Kiev and Europe object that this is an absurd proposal designed to give Moscow an effective veto over whether the guarantors would come to Ukraine’s defense and is intended to kill the negotiations. They also see it as a poison pill intended to doom negotiations.
But there may be a more charitable way of reading Moscow’s demand. The five countries that Moscow included are the five permanent members of the United Nations Security Council. Moscow seems to prefer that the UN, and not the anti-Russian Western bloc, oversee the security guarantee.
Russia insists that it not be excluded from decisions on how a security guarantee for Ukraine would be enacted and enforced. Russian Foreign Minister Sergei Lavrov says that security cannot be “unilateral,” that Russia cannot be excluded from the security arrangement, and that the final arrangement must be based “on the principles of indivisible security.” That means the West cannot advance its own security at the expense of Russia’s, which Putin argues the West has been doing since the end of the Cold War with NATO’s encroachment to its very borders.
Though Trump originally suggested that the U.S. was prepared to send troops to Ukraine, he seems to have gone back on that decision, to the great disappointment of Europe and Ukraine. The U.S. increasingly has little appetite for challenging this Russian red line. Elbridge Colby, the Pentagon’s top policy official, told European military leaders that the U.S. will play only a minimal role in any security guarantee for Ukraine.
Vice President J.D. Vance has been clear on the subject. “I think that we should expect, and the president certainly expects, Europe to play the leading role here,” Vance told Fox News last week. The vice president explained that Europe would “carry the burden” and take the “lion’s share” of the responsibility for guaranteeing Ukraine’s security.

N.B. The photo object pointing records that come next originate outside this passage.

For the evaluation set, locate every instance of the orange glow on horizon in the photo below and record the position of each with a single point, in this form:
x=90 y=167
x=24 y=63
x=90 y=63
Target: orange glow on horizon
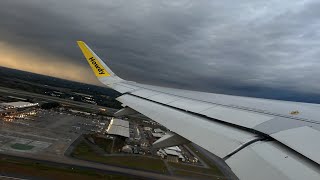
x=17 y=58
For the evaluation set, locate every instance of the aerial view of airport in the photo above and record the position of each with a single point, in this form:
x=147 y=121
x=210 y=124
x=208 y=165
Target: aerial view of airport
x=159 y=89
x=71 y=127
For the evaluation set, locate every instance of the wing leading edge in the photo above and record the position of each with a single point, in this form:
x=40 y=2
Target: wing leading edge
x=258 y=138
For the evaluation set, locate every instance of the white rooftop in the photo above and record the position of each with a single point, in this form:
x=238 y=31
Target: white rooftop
x=171 y=152
x=158 y=130
x=174 y=148
x=118 y=127
x=20 y=104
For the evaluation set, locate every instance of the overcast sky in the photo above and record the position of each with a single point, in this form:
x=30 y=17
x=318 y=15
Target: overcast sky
x=240 y=47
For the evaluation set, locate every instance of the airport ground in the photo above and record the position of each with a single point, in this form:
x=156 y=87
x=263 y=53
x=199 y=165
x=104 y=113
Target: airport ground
x=49 y=136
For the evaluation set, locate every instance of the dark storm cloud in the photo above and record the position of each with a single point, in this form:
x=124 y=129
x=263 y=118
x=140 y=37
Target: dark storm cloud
x=223 y=46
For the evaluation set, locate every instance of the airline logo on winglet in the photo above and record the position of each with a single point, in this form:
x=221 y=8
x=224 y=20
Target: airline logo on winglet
x=96 y=65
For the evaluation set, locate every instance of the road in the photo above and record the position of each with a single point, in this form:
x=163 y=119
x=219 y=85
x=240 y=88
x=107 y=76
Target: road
x=81 y=164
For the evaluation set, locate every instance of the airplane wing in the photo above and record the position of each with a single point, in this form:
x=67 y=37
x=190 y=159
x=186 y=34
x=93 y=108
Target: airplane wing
x=257 y=138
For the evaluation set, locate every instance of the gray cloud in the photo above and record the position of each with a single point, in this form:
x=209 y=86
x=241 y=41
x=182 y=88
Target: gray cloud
x=205 y=45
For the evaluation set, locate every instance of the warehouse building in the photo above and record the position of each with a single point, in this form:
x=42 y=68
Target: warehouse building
x=118 y=127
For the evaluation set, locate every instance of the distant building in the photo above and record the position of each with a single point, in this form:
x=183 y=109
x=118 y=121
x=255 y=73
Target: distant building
x=118 y=127
x=127 y=149
x=173 y=154
x=147 y=128
x=157 y=135
x=158 y=130
x=19 y=105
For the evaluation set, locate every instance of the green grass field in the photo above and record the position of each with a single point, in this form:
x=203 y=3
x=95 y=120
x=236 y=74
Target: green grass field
x=30 y=168
x=85 y=152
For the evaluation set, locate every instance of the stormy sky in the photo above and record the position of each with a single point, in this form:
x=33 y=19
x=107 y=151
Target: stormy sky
x=256 y=48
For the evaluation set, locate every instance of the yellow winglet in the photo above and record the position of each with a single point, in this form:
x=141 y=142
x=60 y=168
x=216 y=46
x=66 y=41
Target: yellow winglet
x=94 y=61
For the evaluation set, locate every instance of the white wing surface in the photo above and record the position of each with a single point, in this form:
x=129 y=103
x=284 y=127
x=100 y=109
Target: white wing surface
x=258 y=138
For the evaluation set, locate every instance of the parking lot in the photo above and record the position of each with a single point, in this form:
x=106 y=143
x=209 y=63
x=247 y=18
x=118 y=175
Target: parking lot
x=48 y=132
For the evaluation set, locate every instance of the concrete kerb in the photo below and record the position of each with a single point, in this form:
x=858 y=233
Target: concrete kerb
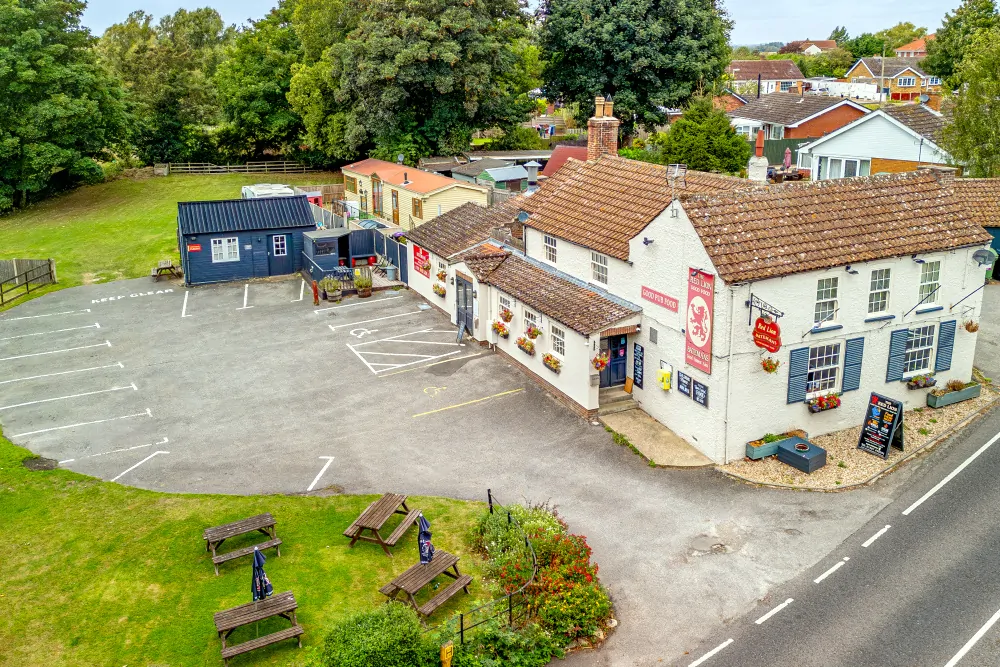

The White House has been emphatic that the U.S. will not put boots on the ground. Trump has said that “European nations are going to take a lot of the burden” and provide the “first line of defence,” while the U.S. was “going to help them.” Trump said this help will come not from NATO and that it will come “by air,” leaving vague whether that means fighter jets, surveillance drones, intelligence, or air-defense systems.
Though the Western media consistently reports that Putin has been uncompromising and is not truly interested in a diplomatic end to the war, he has made some compromises, including a significant concession on Russia’s territorial demands. He has also made concessions on EU membership for Ukraine and thus its ability to reorient itself to the West. And perhaps he has made, or is willing to make, concessions on the strength of the Ukrainian armed forces. Crucially, Moscow also seems to have agreed to security guarantees for Ukraine, so long as those guarantees are not just NATO in disguise. The Kremlin insists: There can be no European or American troops on Ukrainian soil. But there are lots of non-European countries, including in BRICS+ and elsewhere in the Global South, who have an interest in a fair diplomatic conclusion to the war and who could act as peacekeepers. Russia wants those peacekeepers to be keeping a peace that is part of a broader security arrangement that embraces all of Europe, including Russia. The U.S., too, should seek to replace the security arrangement that has isolated and threatened Russia since the missed opportunity provided by the end of the Cold War.